Recently Nick (our Managing Director) and I attended the 8th annual Content Marketing World conference. Recognised as the largest content marketing event in the world, 4,000 delegates gathered in Cleveland, Ohio where they could experience more than 150 keynote presentations, breakout sessions and workshops – as well as a jam-packed social calendar – across four days.

With an event of this scale, which curates many different perspectives from all corners of the globe, it’s easy to feel overwhelmed. But Content Marketing World is what you make it. If that’s rubbing shoulders with the industry’s sharpest thinkers over a cocktail or two, getting hands-on learning code in a technical session about artificial intelligence, or getting your dose of inspiration from some of the most theatrical and insightful speakers on the planet, it’s up to you.

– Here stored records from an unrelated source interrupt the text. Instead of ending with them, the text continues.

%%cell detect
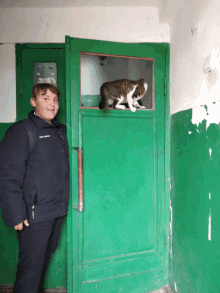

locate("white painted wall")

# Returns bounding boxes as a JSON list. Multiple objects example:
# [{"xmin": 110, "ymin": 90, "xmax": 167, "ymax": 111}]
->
[
  {"xmin": 0, "ymin": 7, "xmax": 170, "ymax": 122},
  {"xmin": 0, "ymin": 44, "xmax": 16, "ymax": 122},
  {"xmin": 170, "ymin": 0, "xmax": 220, "ymax": 127}
]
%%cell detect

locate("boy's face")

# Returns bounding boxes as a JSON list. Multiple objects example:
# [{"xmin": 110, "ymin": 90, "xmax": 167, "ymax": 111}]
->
[{"xmin": 30, "ymin": 90, "xmax": 59, "ymax": 123}]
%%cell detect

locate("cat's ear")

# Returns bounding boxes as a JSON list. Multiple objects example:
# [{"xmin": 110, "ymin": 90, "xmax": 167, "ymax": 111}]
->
[{"xmin": 30, "ymin": 97, "xmax": 36, "ymax": 108}]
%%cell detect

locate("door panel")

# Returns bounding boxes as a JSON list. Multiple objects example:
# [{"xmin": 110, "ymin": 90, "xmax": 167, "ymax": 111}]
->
[
  {"xmin": 83, "ymin": 117, "xmax": 155, "ymax": 261},
  {"xmin": 66, "ymin": 37, "xmax": 167, "ymax": 293}
]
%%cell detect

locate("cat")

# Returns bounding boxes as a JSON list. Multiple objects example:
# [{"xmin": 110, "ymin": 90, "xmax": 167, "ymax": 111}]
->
[{"xmin": 99, "ymin": 79, "xmax": 148, "ymax": 112}]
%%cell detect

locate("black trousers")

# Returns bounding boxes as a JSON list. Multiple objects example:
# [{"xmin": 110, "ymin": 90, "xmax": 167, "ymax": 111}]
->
[{"xmin": 13, "ymin": 217, "xmax": 63, "ymax": 293}]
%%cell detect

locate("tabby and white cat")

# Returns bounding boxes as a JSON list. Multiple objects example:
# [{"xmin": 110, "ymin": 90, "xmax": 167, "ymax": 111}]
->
[{"xmin": 99, "ymin": 79, "xmax": 148, "ymax": 112}]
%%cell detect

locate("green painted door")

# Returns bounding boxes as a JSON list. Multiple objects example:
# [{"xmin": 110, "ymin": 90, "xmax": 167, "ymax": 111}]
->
[
  {"xmin": 66, "ymin": 37, "xmax": 168, "ymax": 293},
  {"xmin": 15, "ymin": 44, "xmax": 67, "ymax": 288}
]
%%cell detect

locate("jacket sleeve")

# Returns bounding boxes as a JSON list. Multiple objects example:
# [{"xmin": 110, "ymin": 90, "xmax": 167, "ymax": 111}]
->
[{"xmin": 0, "ymin": 122, "xmax": 30, "ymax": 227}]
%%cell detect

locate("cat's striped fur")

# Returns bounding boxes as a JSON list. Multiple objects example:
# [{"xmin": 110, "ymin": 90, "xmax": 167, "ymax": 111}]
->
[{"xmin": 99, "ymin": 79, "xmax": 148, "ymax": 112}]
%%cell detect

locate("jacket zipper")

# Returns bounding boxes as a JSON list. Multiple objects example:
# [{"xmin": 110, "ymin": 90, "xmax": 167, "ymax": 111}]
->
[{"xmin": 32, "ymin": 205, "xmax": 34, "ymax": 219}]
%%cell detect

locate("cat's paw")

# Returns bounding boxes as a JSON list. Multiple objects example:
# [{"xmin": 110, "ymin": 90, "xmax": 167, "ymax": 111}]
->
[{"xmin": 115, "ymin": 105, "xmax": 126, "ymax": 110}]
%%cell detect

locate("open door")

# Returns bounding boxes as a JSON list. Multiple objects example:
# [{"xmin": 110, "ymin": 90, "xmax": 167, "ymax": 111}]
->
[{"xmin": 66, "ymin": 37, "xmax": 168, "ymax": 293}]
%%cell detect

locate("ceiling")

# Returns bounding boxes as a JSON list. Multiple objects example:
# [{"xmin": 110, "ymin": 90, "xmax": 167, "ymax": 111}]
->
[{"xmin": 0, "ymin": 0, "xmax": 161, "ymax": 8}]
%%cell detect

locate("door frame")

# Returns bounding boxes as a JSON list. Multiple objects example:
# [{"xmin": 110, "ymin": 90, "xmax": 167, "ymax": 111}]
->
[{"xmin": 65, "ymin": 36, "xmax": 172, "ymax": 292}]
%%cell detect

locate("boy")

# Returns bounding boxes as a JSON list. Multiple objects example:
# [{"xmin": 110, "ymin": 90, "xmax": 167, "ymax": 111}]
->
[{"xmin": 0, "ymin": 83, "xmax": 69, "ymax": 293}]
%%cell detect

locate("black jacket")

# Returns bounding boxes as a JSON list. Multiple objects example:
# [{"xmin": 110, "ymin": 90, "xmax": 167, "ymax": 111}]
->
[{"xmin": 0, "ymin": 112, "xmax": 69, "ymax": 227}]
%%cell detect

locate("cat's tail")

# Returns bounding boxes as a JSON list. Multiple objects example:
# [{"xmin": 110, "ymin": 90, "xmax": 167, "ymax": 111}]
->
[{"xmin": 99, "ymin": 86, "xmax": 108, "ymax": 110}]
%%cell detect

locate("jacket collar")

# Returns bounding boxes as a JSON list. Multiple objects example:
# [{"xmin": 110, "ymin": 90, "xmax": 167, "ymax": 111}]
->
[{"xmin": 28, "ymin": 111, "xmax": 61, "ymax": 128}]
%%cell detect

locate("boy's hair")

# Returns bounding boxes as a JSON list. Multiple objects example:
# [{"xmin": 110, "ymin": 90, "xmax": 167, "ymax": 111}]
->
[{"xmin": 32, "ymin": 83, "xmax": 61, "ymax": 100}]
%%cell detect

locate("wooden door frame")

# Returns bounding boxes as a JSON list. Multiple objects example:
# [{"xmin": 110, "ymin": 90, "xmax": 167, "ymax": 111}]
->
[{"xmin": 65, "ymin": 36, "xmax": 172, "ymax": 292}]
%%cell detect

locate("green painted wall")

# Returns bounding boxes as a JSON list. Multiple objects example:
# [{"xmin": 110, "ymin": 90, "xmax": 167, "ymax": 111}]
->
[
  {"xmin": 0, "ymin": 123, "xmax": 67, "ymax": 288},
  {"xmin": 170, "ymin": 109, "xmax": 220, "ymax": 293}
]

In fact, for me that’s the key take out from the event overall: the difference between good and great content comes down to you. The way your brand behaves, shapes experiences and creates content is a conscious choice. While in Cleveland I realised that there are a few common traps we can all fall into that prevent us from reaching content greatness.

So, instead of offering you a different spin on some of the existing wrap ups out there, including those from NewsCred, Contently, and even fellow Aussie Zeina Khodr, I'm going to share three common barriers content marketers face and what we can do to overcome them. 



1. Engineers versus philosophers

Listening to Scott Monty (CEO, Brain+Trust Partners) toward the end of day two, I started to understand that many content marketers seem to operate with an engineer’s mindset. We analyse a situation before building a practical ‘on spec’ solution using systems and processes that enable an efficient workflow. Then we rinse and repeat; again and again (sometimes without knowing what worked, what didn’t, and why – but that’s another story). This mindset can be great for the development of public infrastructure, or perhaps even manufacturing products, but is it right for the business of building brand relationships?

Don’t get me wrong, marketing process and workflow is essential to enable content creation and distribution at scale, but even the technology panel of Ed Breault (Aprimo), Tricia Travaline (CMO, Skyword) and Paul Michaud (Sprinklr) unanimously agreed software isn’t a silver bullet. And Noah Brier (CTO, Percolate) shared his ‘marketing variance spectrum’ framework, which argued that low variability or routine tasks can be automated, while creative ideation and production breeds on our imagination.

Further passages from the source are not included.